Global Edition

GolfSixes – The Verdict for Golf Business News

7.40pm 10th May 2017 - Sponsorship & Events

Chris Wood and Andrew Sullivan (Ross Biddiscombe, golf journalist and author)

One of the best things about last weekend’s GolfSixes tournament on the European Tour was the simple fact that it took place, reports Ross Biddiscombe, golf journalist and author. That’s three new event formats on the two main professional golf tours this season, so the tide is really turning towards innovation and change.

The World Super 6 in Australia was the first new-style tournament of the year in February (an individual event with two days of strokeplay and two more of six-hole matchplay) and then the US PGA Tour got in on the act with the Zurich Classic pairs event in New Orleans last month. The GolfSixes – with its two-man teams from 16 nations, a shot clock, excitable MCs on every green co-ordinating the cheering and plenty of pyrotechnics – made up the hat-trick. Add in the Hero Challenge last season at Woburn (a floodlit, one hole shootout that will appear at three European Tour venues this year) and that’s a lot of different visions of golf’s future in a short period of time.

But no one is so naïve as to think that any of these new formats are perfect. GolfSixes at The Centurion Club was lots of fun when the home team of England’s Chris Wood and Andy Sullivan were on the course, but a group stage match on day one between Thailand and Belgium, for example, is hardly going to get the crowd’s pulses racing in Hemel Hempstead.

Yet the players definitely enjoyed it and men like Sullivan and Australia’s Scott Hend (both with big personalities) were made for all the chest-bumping and flag waving.  There will be cynics who can pick holes in the format because this was always an experiment where being live on Facebook and YouTube and creating a social media buzz was of huge importance. But the European Tour’s chief executive Keith Pelley is a man on a mission and guaranteed its return in his end-of-event speech.

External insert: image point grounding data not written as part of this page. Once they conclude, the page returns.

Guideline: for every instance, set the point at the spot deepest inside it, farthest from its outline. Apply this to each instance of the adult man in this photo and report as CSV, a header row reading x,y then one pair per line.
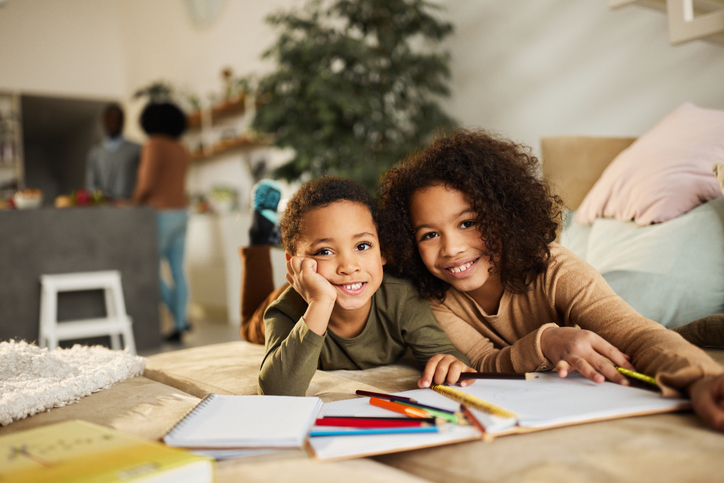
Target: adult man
x,y
113,164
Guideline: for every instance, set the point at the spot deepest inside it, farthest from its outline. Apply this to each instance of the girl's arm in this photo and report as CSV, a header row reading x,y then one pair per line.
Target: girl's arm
x,y
490,354
583,298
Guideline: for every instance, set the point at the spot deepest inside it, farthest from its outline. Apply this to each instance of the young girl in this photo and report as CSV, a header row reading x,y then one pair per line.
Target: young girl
x,y
470,222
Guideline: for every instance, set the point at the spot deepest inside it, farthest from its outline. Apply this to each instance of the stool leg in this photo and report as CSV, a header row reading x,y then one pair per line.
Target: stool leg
x,y
128,337
48,317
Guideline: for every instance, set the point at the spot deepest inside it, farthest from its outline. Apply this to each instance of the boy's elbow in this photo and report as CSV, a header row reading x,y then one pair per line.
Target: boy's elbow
x,y
270,387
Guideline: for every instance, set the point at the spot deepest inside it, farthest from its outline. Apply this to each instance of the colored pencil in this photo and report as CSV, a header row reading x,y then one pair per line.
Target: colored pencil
x,y
390,397
445,414
498,375
400,408
372,423
359,431
637,375
472,401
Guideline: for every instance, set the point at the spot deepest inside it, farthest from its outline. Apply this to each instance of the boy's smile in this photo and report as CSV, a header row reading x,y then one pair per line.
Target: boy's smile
x,y
448,241
342,238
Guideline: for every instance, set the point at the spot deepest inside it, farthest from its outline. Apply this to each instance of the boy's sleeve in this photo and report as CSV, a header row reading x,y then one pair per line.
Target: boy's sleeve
x,y
292,355
421,331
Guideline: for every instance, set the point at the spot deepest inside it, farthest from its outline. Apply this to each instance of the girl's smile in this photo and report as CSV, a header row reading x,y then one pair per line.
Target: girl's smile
x,y
450,245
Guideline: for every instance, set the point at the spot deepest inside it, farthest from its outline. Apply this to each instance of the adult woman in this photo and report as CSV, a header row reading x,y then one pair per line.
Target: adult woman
x,y
161,184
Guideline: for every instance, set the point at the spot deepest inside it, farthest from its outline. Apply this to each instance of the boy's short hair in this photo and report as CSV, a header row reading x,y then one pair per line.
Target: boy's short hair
x,y
318,193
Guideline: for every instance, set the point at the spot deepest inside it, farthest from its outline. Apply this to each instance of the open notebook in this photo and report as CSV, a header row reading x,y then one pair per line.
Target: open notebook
x,y
546,402
219,422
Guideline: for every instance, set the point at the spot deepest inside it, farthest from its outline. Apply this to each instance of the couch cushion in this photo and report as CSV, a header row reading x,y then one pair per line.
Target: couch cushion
x,y
664,173
671,272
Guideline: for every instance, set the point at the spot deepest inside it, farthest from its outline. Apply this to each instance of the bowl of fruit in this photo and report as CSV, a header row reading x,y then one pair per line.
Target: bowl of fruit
x,y
28,199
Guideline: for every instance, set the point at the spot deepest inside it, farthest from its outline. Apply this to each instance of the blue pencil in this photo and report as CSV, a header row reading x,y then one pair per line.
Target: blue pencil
x,y
366,431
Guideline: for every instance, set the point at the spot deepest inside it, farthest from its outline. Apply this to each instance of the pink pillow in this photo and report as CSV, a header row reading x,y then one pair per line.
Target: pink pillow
x,y
664,173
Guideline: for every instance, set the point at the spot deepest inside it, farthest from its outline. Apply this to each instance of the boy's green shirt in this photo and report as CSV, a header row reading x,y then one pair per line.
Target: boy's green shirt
x,y
399,318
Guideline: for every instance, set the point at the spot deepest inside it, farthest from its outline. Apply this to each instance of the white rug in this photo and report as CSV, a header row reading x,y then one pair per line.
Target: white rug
x,y
34,380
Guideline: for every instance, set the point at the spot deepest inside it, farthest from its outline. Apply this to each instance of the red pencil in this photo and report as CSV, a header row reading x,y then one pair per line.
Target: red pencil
x,y
370,423
400,408
379,395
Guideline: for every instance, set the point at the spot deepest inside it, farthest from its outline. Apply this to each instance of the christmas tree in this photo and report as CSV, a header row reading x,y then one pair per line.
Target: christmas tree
x,y
356,87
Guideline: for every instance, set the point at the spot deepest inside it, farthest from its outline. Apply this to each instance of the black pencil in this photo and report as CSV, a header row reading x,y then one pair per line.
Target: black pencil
x,y
498,375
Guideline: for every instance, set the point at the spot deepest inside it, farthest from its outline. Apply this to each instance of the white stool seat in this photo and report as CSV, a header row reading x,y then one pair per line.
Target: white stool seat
x,y
116,323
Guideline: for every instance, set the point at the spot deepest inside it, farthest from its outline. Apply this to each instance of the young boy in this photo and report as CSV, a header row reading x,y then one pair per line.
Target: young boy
x,y
341,311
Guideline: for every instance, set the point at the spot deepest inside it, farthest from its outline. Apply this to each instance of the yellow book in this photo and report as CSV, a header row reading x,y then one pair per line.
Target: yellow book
x,y
78,451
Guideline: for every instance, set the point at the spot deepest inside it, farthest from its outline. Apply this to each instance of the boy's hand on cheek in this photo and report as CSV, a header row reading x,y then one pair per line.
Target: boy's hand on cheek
x,y
316,291
302,275
444,368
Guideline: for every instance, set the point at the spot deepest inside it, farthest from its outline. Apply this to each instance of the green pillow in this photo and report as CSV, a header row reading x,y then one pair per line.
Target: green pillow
x,y
671,272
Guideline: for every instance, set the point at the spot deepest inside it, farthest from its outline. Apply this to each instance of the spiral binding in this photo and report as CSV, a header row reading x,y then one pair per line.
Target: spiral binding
x,y
472,401
188,415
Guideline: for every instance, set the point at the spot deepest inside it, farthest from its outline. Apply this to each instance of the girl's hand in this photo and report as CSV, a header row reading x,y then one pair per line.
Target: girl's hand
x,y
302,275
707,398
444,368
584,351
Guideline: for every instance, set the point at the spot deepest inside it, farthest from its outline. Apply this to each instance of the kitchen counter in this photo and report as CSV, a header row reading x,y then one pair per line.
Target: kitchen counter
x,y
50,240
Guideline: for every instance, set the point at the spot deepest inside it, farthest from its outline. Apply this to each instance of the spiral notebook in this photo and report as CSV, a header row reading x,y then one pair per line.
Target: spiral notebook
x,y
530,405
221,421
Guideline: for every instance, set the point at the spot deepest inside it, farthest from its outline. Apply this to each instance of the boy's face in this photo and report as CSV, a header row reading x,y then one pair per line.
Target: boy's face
x,y
342,238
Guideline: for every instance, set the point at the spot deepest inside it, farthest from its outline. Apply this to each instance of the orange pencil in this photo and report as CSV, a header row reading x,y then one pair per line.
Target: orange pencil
x,y
400,408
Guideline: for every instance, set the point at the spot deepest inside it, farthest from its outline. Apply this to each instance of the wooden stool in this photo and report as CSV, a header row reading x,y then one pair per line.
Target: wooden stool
x,y
114,324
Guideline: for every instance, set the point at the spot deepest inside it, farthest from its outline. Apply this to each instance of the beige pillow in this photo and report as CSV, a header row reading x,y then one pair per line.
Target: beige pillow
x,y
664,173
718,169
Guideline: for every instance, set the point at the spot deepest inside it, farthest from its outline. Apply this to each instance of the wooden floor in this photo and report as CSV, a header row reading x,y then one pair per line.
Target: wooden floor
x,y
204,331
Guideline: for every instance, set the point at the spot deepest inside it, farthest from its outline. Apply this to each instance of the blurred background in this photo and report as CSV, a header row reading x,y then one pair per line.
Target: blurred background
x,y
292,89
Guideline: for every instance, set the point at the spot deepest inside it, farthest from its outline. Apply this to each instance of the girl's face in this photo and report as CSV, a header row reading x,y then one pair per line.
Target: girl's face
x,y
448,240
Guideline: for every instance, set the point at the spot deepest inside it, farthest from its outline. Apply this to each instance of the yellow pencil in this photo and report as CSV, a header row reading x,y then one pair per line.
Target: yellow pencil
x,y
472,401
636,375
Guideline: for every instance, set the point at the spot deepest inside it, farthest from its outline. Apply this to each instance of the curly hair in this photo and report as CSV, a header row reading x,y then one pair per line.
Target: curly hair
x,y
317,193
517,214
163,118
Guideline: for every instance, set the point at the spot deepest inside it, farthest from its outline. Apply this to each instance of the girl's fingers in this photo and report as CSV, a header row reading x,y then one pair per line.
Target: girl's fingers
x,y
613,354
586,370
429,371
563,368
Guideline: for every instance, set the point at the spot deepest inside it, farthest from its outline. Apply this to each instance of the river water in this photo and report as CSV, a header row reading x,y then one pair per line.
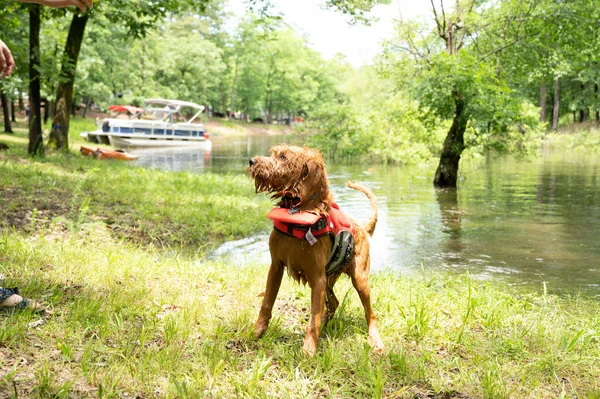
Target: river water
x,y
527,222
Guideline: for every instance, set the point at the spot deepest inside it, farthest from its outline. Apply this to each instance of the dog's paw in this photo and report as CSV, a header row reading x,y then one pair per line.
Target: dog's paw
x,y
259,331
376,345
310,348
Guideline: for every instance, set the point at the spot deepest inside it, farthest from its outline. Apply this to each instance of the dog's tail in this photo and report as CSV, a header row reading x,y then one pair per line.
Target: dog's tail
x,y
372,221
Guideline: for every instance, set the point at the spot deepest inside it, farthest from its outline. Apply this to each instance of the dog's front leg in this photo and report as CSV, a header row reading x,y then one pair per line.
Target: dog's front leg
x,y
319,287
273,283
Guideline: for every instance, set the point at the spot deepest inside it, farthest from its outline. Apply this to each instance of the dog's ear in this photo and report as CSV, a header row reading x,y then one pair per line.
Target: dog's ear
x,y
310,168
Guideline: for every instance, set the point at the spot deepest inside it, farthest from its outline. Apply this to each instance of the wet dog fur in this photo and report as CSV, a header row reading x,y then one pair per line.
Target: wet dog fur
x,y
297,177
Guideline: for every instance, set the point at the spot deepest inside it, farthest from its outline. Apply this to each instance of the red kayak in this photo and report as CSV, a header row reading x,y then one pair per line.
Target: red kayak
x,y
103,153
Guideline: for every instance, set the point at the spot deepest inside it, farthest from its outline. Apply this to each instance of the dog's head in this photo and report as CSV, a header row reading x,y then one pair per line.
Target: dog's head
x,y
296,175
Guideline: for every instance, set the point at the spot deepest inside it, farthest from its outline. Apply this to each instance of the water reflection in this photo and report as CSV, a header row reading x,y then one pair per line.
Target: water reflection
x,y
526,222
451,217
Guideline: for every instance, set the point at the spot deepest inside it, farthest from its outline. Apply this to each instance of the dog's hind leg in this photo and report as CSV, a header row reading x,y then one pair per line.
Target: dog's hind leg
x,y
273,283
330,299
360,281
317,309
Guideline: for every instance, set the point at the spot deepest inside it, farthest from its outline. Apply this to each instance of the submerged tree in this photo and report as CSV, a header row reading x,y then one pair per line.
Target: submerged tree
x,y
458,78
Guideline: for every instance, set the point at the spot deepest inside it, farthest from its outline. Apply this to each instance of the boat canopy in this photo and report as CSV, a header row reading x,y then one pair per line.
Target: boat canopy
x,y
126,108
173,106
173,103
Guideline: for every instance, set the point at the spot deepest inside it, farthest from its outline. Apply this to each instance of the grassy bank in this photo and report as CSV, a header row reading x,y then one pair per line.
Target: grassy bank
x,y
64,192
131,322
128,319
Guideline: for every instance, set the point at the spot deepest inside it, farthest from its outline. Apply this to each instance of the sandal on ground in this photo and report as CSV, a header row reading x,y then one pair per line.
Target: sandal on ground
x,y
10,299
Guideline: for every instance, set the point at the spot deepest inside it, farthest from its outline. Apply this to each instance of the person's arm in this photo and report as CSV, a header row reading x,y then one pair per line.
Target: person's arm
x,y
81,4
7,63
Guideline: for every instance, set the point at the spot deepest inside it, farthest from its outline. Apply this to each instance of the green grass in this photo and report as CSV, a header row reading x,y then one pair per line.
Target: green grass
x,y
128,319
173,209
137,321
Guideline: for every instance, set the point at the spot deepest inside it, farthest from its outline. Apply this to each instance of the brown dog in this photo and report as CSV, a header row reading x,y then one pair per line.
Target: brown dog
x,y
297,177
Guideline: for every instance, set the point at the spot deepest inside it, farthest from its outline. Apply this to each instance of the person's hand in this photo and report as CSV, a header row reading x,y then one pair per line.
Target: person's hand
x,y
83,5
7,63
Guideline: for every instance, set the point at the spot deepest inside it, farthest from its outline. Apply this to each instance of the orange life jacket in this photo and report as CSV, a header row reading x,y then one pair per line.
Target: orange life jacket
x,y
303,225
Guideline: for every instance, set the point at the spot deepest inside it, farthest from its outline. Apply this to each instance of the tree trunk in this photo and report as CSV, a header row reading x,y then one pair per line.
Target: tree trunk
x,y
233,86
59,136
556,103
5,112
543,92
36,144
88,102
446,175
46,110
586,108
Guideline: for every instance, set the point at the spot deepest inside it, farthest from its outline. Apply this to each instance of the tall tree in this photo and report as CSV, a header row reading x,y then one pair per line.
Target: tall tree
x,y
36,144
59,135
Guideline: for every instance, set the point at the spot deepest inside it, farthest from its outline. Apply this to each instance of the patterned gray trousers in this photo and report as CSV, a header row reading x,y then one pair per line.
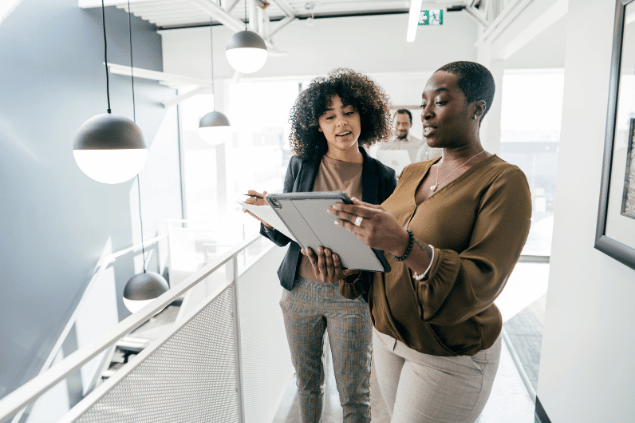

For Pelley, now just two years into his new job, the GolfSixes was close to his heart. “It may or may not work, but the narrative in golf worldwide is to innovate. After the event, we’ll go away and evaluate, but we have to drive younger generation engagement,” he said.

That message never changed throughout the weekend, so now the backslapping has to stop and the reality sets in – what to do next year? The plusses were the shot clock (yes, pros CAN play fast – six holes played in just one hour was wonderful); the attendance figures which were high (10,000 pre-sales) and the reaction of players who took part that was totally positive.

The areas for improvement include more named sponsors (the Tour will not self–fund this forever); an even better line-up of players (a Rory or a Jordan would put this event on the map); more effective on-site information for the fans (why don’t the players hit coloured golf balls, for instance, and why aren’t the MCs a bit more loquacious as players approach a green); and a TV commentary style that reflects the event’s innovative theme and is a little more animated or even humorous, especially on the final day, in order to build excitement (what about an on-screen graphic of champagne corks when a match is won and more ooh’s and aah’s from the commentators in reaction to each shot).

At the end of the day, GolfSixes was a golf tournament trying to be something different and it’s not easy because golf still has one big problem – too much down time between shots. Having attended the event on finals day and also watched the television coverage, there is still a way to go for both on-site fans and TV viewers are totally happy.

The message is simple: keep innovating and look at how other sports have adapted to modern audiences. By comparison, cricket’s reputation as the slowest sport in Christendom has changed completely with Twenty20, a version of the sport that maintains its integrity, yet is all action all the time and even has TV commentators in conversation with players on the field while the game is taking place. All the best things about T20 took time to develop and it will be the same for golf – remember that the Ryder Cup wasn’t always one of the world’s most envied team events (even generation ago, it could easily have been scrapped because of American indifference and before the involvement of continental European players in 1979).

So we need to give GolfSixes a chance, flood the European Tour with all our ideas for even more improvements and support it (and watch it) again in 2018.  We all know it makes sense.